Figure 5A showcases the stratified performance on this category, where the test molecules are grouped into three categories: small (MW < 500 daltons), medium (500 <= MW < 1000 daltons), and large (1000 daltons <= MW). On the task of predicting 1H shifts of HSQC cross peaks, the model performs comparably across all groups, achieving excellent MAE of 0.16–0.19 ppm. On the task of predicting 13C shifts, the model achieves an MAE of 1.93 ppm for medium-sized molecules. Our model demonstrates a good generalization power on large molecules and achieves an MAE of 2 ppm on predicting 13C shifts for this category, despite the training data containing only a small proportion of large molecules (~2%).

A The performance of TransPeakNet remains stable as molecular weight increases, demonstrating its robustness. B Saccharides is often a category of interests, in which our model performance is satisfactory.

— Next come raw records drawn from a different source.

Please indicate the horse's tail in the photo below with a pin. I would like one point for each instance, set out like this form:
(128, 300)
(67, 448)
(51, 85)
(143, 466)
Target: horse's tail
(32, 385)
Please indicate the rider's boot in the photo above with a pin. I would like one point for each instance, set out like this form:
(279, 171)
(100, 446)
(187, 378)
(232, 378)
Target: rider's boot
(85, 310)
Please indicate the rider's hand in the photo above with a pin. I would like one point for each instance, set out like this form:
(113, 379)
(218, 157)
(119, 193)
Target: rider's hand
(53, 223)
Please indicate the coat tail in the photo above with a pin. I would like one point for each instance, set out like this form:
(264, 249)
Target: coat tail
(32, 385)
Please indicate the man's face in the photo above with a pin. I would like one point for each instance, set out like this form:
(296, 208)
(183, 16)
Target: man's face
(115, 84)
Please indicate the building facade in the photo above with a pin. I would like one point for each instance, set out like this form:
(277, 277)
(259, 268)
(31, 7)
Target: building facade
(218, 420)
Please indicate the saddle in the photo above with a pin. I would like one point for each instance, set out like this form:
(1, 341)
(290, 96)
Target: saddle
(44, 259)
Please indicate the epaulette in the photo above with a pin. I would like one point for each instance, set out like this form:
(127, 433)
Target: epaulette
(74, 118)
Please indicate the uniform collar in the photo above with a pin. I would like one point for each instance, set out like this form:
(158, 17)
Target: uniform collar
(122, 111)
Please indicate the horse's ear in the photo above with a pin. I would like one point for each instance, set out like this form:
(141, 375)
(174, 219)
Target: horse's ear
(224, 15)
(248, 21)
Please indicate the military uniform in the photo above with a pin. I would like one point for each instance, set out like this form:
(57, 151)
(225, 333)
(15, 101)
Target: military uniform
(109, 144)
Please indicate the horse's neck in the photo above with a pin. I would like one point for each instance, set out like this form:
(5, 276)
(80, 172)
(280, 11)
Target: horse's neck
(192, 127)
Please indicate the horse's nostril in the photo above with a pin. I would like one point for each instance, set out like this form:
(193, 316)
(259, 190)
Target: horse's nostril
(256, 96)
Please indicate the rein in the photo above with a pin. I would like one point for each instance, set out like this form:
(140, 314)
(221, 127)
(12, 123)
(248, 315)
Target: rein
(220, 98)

Saccharides, or carbohydrates, play critical roles in various biological processes involved in energy source and storage, cell signaling, cell adhesion, cell recognition, structural integrity of cells and tissues, as well as cognitive functions and metabolic regulation30,31,32,33. Despite their importance, elucidating the structures of saccharides is challenging due to their inherent structural complexity and diversity. This complexity arises from the diverse arrangements of monosaccharide units, varied anomeric configurations, and variable glycosidic linkages. Additionally, carbohydrates often lack the crystallinity required for high-resolution X-ray diffraction, unlike the well-defined crystalline structures of small molecules or proteins. Consequently, NMR spectroscopy, particularly through techniques such as HSQC, has emerged as an indispensable tool in unraveling the detailed structures of carbohydrates34,35. Forecasting HSQC cross peaks and aligning them with experimental data can assist in comprehending saccharide connectivity and stereochemistry, thus aiding in structural determination.
Our model demonstrates excellent performance in predicting HSQC cross peaks for saccharides molecules, yielding MAEs of 1.78 for 13C shifts and 0.16 for 1H shifts (see Fig. 5(B)). This level of accuracy is consistent with the overall model performance, which demonstrates the model’s robustness in handling complex saccharide structures. Figure 6 shows the performance of our model on a few exemplar saccharides. These saccharides feature multiple ring structures and numerous stereogenic centers, contributing to the intricate nature of their HSQC spectra. Despite these inherent complexities, our model exhibits high accuracy in predicting the HSQC cross peaks for these molecules. This robust performance underscores our model’s capacity to navigate the complexities associated with saccharides, thereby emphasizing its versatility and effectiveness across various applications in the field.

The observed experimental signals and the predicted signals are colored in blue and orange, respectively. The prediction error (MAEs) is shown in the bottom right corner within each plot.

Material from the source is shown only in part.